La historia de los sistemas penales, tal como lo confirma el libro de Koestler, está plagada de referencias de este tipo, "En 1748, William York, un chico inglés de diez años, fue condenado a muerte acusado de asesinato. El Chief Justice retardó su ejecución en la duda de saber si era conveniente ahorcar a una criatura. Todos los jueces declararon que había que hacerlo, afirmando, especialmente, que sería muy peligroso admitir la posibilidad de que un niño cometa un crimen tan terrible si está seguro de su impunidad… Por consiguiente, aunque condenar a muerte a un niño de 10 años pueda parecer cruel, hay que hacerlo porque el ejemplo que significa tal castigo servirá para impedir a otros niños cometan crímenes semejantes".

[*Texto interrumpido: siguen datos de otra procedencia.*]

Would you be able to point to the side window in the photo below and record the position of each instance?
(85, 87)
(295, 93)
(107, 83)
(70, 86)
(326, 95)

Pero no falta en este museo de cera, el bestiario prometido. Ni siquiera los animales escaparon históricamente a la furia justiciera de la pena de muerte. Una cerda fue ahorcada en 1386 en la ciudad de Falaise por la muerte de un niño y un caballo fue ahorcado en Dijon en 1389 por el homicidio de un hombre. Sin embargo, la pena de muerte aplicada a los animales cayó en desuso durante el siglo XVIII. El último caso que se recuerda es el de un perro, juzgado y ejecutado por haber participado en un robo y en un asesinato en Délemont, Suiza, en 1906.

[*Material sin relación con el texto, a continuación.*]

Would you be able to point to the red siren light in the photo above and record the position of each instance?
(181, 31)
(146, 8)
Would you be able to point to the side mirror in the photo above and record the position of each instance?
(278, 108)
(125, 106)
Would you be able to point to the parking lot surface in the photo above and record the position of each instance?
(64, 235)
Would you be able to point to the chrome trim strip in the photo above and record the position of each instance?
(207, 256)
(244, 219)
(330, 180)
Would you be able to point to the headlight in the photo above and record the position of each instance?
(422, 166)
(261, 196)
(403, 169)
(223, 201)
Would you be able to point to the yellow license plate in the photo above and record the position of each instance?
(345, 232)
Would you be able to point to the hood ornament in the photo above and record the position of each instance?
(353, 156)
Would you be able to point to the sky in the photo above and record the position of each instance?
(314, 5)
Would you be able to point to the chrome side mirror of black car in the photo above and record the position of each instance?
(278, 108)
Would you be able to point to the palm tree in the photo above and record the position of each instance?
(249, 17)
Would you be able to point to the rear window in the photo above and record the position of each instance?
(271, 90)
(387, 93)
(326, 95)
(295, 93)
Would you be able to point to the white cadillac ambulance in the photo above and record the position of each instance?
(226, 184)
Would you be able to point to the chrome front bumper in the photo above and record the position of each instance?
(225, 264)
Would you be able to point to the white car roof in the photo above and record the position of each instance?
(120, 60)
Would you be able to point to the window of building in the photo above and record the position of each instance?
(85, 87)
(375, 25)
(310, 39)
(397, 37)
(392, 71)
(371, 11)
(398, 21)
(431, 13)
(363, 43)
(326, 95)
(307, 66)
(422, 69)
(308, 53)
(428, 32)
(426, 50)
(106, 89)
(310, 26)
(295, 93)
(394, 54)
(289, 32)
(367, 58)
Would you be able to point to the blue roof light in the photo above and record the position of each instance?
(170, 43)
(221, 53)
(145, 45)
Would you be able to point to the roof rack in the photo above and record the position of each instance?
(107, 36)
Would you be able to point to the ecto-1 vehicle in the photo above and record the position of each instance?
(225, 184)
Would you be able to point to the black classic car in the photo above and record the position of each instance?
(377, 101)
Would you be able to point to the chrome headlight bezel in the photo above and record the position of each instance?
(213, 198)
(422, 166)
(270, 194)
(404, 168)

Pero las notas "pintorescas" sobre la pena de muerte están muy lejos de ser un tema del pasado. En estos días la Corte Suprema de Justicia de Estados Unidos anunció que revisará la constitucionalidad de la inyección letal utilizada en la pena de muerte, tras una demanda presentada por dos condenados que consideran que inflige un sufrimiento innecesario. Hace tiempo que la inyección letal se ha convertido en el método más popular de ejecución en Estados Unidos. Según el Departamento de Justicia, de las 944 personas ejecutadas entre 1977 y 2004, 776 recibieron inyecciones letales. Según la información disponible, el método tradicional incluye administrar tres sustancias químicas en forma separada: un anestésico, un paralizante muscular y una sustancia que detiene el corazón provocando la muerte. Los opositores a este método (favor no confundirlos con los opositores a la pena de muerte), alegan que si el condenado no recibe suficiente anestesia, sufre dolores atroces sin poder quejarse.
Somos muchos, presumo, que aguardamos con curiosidad este fallo de la Corte Suprema. Al fin de cuentas, no es todos los días que la justicia se pronuncia en forma explícita sobre los límites de la crueldad.
El Vaticano, para curarse en salud como se acostumbra decir, ya abolió la pena de muerte. ¿Cuándo? En 1969.